When this flanger followed Phillipe Herndon home from a Virginia guitar shop, its sonic breadth inspired more than a wealth of guitar sounds. It caused him to reflect on the art of pedal making.

While holidaying in Northern Virginia, I decided to visit one of my favorite guitar shops of all time, Action Music. Matt Baker’s shop in Falls Church is the kind of guitar store that every enthusiastic player deserves. There are classic amps to experience firsthand—to cut through the fog of branding and myth, and realize whether you’d actually prefer a Hiwatt or a Marshall. There are gorgeous vintage instruments to lust after and gigworthy pieces that were actually put to use. And along the entire eastern wall is a glorious glass case filled with effects pedals that many people only get to read about in forums or hear on YouTube.

Every noteworthy effect, amp, or guitar builder I know is a hoarder. We have collections that a layperson would call ridiculous, and even most players, musicians, and recording engineers might consider them excessive. But every designer I have known worth their salt has an insatiable curiosity for their art. We’ll buy the latest and greatest to see if there’s anything to the hype or a stroke of genius that we may have missed. We benchmark against the industry standards to see how our own work compares. And when money permits, we shell out for a classic just to appreciate the art, the enclosures, the sound, and the transformative experience those devices can create.

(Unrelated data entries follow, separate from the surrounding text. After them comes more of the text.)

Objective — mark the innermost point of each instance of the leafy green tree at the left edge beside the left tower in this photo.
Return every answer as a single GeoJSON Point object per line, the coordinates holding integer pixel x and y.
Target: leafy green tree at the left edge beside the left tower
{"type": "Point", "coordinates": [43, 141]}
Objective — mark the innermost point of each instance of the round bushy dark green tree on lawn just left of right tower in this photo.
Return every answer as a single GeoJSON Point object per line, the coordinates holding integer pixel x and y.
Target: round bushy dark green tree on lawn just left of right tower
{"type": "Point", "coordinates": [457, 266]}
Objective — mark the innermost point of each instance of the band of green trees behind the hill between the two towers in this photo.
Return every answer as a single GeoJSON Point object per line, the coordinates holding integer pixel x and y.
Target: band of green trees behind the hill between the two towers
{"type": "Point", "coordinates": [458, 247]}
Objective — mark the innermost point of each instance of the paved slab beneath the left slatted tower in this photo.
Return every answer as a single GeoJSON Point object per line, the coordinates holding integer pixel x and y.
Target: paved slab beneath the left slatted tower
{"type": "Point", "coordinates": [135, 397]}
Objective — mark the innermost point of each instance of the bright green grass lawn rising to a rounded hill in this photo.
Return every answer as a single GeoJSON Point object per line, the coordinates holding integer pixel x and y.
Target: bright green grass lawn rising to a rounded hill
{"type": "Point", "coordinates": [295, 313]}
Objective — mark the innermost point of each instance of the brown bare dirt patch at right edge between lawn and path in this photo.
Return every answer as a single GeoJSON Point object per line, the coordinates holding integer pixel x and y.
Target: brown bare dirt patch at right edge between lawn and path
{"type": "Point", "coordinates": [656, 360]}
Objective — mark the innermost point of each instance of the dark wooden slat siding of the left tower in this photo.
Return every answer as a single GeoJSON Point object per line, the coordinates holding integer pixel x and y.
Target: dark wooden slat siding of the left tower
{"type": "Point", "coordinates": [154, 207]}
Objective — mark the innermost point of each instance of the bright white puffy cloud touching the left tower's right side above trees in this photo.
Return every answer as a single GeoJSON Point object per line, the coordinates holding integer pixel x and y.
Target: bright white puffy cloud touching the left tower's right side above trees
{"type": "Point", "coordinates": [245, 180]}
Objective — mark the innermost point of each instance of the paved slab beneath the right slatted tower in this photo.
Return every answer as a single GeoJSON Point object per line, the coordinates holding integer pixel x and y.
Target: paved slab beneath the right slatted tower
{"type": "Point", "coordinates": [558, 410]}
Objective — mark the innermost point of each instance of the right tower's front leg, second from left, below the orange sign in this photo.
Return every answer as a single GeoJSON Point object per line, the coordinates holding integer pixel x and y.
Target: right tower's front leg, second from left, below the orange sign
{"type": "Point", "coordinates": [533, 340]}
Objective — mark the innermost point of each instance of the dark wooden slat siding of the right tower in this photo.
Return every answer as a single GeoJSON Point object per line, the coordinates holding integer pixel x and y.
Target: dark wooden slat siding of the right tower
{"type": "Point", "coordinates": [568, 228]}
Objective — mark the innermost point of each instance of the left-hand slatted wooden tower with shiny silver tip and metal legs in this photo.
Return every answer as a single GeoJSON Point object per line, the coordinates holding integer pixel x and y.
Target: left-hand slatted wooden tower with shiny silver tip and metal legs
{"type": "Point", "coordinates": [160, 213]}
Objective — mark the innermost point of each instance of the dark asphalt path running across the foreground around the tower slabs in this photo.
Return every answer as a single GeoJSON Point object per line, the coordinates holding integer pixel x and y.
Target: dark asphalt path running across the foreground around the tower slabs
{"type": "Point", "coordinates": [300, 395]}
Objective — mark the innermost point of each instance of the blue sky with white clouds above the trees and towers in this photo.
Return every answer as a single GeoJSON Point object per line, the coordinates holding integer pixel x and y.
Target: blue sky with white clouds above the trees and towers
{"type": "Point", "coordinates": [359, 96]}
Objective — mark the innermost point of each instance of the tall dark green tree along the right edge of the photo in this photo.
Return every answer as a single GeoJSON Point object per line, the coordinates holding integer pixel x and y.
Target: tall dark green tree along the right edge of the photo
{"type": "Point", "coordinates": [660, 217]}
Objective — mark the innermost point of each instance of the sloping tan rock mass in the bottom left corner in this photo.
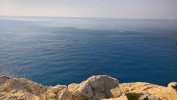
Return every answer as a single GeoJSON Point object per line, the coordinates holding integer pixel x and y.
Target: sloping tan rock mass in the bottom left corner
{"type": "Point", "coordinates": [20, 88]}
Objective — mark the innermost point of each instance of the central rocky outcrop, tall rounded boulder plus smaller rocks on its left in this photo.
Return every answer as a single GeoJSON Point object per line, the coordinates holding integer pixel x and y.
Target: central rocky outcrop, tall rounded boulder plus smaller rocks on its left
{"type": "Point", "coordinates": [94, 88]}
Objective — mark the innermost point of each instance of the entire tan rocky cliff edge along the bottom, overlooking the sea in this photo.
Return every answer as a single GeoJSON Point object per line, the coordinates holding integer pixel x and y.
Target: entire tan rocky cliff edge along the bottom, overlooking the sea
{"type": "Point", "coordinates": [100, 87]}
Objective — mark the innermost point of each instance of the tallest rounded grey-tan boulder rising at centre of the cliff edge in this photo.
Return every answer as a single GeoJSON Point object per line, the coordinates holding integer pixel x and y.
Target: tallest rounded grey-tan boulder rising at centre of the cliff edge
{"type": "Point", "coordinates": [97, 87]}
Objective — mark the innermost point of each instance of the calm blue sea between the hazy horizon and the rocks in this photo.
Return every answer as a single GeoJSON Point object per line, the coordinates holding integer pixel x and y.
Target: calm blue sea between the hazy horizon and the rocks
{"type": "Point", "coordinates": [52, 50]}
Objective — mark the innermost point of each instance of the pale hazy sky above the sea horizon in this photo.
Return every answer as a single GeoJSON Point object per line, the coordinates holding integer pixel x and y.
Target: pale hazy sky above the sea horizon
{"type": "Point", "coordinates": [156, 9]}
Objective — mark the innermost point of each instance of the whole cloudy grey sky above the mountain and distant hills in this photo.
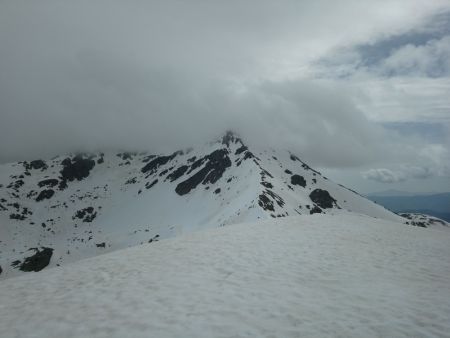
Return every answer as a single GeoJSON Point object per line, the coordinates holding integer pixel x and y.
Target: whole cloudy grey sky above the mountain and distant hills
{"type": "Point", "coordinates": [357, 88]}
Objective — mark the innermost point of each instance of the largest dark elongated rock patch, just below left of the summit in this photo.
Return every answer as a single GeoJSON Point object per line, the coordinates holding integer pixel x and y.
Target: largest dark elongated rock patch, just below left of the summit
{"type": "Point", "coordinates": [216, 164]}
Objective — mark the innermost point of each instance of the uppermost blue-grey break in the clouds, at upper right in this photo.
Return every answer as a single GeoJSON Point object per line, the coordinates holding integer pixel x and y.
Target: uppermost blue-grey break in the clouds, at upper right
{"type": "Point", "coordinates": [431, 40]}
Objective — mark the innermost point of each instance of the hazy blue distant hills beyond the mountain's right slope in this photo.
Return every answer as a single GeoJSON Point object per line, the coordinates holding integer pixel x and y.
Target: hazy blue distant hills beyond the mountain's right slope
{"type": "Point", "coordinates": [437, 205]}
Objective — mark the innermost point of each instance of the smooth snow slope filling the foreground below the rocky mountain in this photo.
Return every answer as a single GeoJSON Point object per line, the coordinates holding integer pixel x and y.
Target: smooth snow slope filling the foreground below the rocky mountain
{"type": "Point", "coordinates": [310, 276]}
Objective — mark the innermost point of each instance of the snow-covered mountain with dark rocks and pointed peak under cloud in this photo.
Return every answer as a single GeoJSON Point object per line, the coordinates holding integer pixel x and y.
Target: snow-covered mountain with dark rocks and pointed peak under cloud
{"type": "Point", "coordinates": [71, 207]}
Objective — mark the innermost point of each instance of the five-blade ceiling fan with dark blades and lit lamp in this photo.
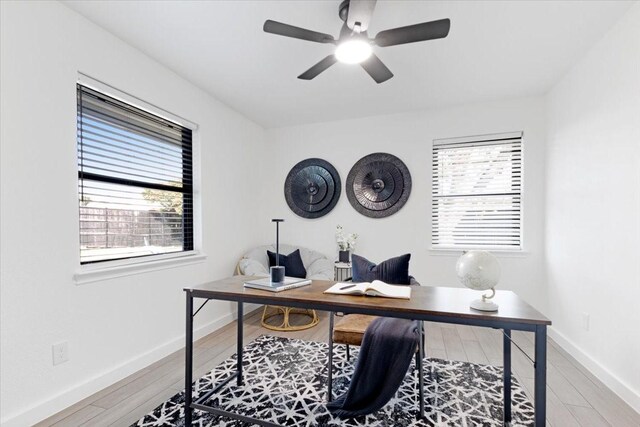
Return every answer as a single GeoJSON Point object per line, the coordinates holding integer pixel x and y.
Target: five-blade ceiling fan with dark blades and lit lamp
{"type": "Point", "coordinates": [353, 46]}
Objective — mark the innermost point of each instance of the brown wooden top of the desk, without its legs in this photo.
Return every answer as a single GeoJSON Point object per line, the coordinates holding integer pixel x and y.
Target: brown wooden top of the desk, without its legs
{"type": "Point", "coordinates": [425, 300]}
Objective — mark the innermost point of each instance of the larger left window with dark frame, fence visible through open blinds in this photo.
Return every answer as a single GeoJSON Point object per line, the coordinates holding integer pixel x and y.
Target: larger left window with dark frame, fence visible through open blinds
{"type": "Point", "coordinates": [135, 181]}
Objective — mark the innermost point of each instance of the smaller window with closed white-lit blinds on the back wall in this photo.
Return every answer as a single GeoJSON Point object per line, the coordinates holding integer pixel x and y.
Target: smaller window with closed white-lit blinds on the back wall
{"type": "Point", "coordinates": [476, 194]}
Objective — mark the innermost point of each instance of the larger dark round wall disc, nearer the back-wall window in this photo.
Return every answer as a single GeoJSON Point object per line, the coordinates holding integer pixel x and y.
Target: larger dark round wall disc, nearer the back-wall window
{"type": "Point", "coordinates": [378, 185]}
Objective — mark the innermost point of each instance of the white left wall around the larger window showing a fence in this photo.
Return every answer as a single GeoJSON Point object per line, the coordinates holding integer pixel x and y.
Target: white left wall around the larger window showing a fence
{"type": "Point", "coordinates": [117, 326]}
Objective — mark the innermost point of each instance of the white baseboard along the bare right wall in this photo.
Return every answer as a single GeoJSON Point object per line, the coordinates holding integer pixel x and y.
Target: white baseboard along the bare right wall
{"type": "Point", "coordinates": [618, 386]}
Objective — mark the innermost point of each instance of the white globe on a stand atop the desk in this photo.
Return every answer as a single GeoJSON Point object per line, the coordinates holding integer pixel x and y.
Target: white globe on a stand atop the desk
{"type": "Point", "coordinates": [480, 271]}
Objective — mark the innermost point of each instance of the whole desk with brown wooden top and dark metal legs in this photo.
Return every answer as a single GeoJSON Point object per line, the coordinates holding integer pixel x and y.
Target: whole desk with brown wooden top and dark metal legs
{"type": "Point", "coordinates": [434, 304]}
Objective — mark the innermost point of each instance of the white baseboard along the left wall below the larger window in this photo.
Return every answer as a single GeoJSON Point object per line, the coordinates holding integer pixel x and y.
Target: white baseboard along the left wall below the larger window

I’ve come to see vintage pieces in three classes. The first basically made me say “well, this is what we had to work with back then.” They can be pretty cool, but they’re generally exciting only in the most basic, nostalgic way. We’ll kid ourselves that they were better than they are. We imbue these items with the sense memory of how they looked and what we remember of using them, recalling those early rehearsal jams or shows where, just like our playing, they made some sound, if not necessarily a good one. Discovery was fun.

The second category consists of really good vintage pieces that can transport you to a place and time you may have never visited. I was thinking recently of a vintage Small Stone and a Thomas Organ wah that we repaired. Once the broken connections were fixed and solder joints retouched, I fired them up and instantly felt like I was dropped back into 1976.

I felt like filmmakers might when they have the correct camera lenses and film stock, and the costume director has made sure the cast is wearing the period-correct clothing for the time.

We recognized sounds and colors that inspired the art of their time, whether it was decades of current passing through the semiconductors, an era of wandering parts tolerances, or a placebo effect triggered by the lingering musty smell. I felt like filmmakers might when they have the correct camera lenses and film stock, and the costume director has made sure the cast is wearing the period-correct clothing for the time.

But the top class of stuff I’ve found is the work that’s truly inspiring. They transcend place, time, design, and expectation. They delight and bewilder, and the experience seemingly satisfies both the logic of science and the magic of the inexplicable. And that takes me back to Action Music, where I spied an old A/DA Flanger and remembered how we enjoyed its whoosh when we tracked with one decades ago. Plus, I’d been banging around for too long on a 1976 Les Paul Custom not to feel kind of guilty. I had to buy something.

When I got the pedal back home, I was blown away in a manner that reminds me of the foreword to John Kennedy Toole’s A Confederacy of Dunces. I was first surprised by the sound quality when turned on, then impressed by the depth of the sounds it could make. I couldn’t stop laughing at the over-the-top wacky stuff it could do, and then I was speechless from the subtle and useful textures I dialed up. The control set went beyond the straightforward, two-dimensional expectation I generally have for flangers or most modulation devices where the user focus is on how quickly something goes swish-swish and how severely it changes things. But here, I felt like I could choose how far away or up close the effect was, the range of frequencies that seemed to be getting moved, and how things could be pushed either beyond or beneath our expected boundaries for the effect. Raygun sounds soon could be pseudo Leslie speaker sounds that were more interesting to me than real Leslie speaker sounds, and I could dial back to those “more chorus than chorus” sounds I remember from the Police or the Cure. I stopped thinking of it as even a “flanger,” and more as a tool that could color, alter, or reshape the sound.

To me, devices like this one inspire consideration beyond their functional merits, whatever class of products we’ve designated them for, or how players might use them—and make me broadly reflect on our work. Rather than cloning, perhaps vintage pieces like this from years ago should inspire contemporary designers to pursue a similar sense of boundary-defying wonder and exploration. If they could do it back then, we can do it now.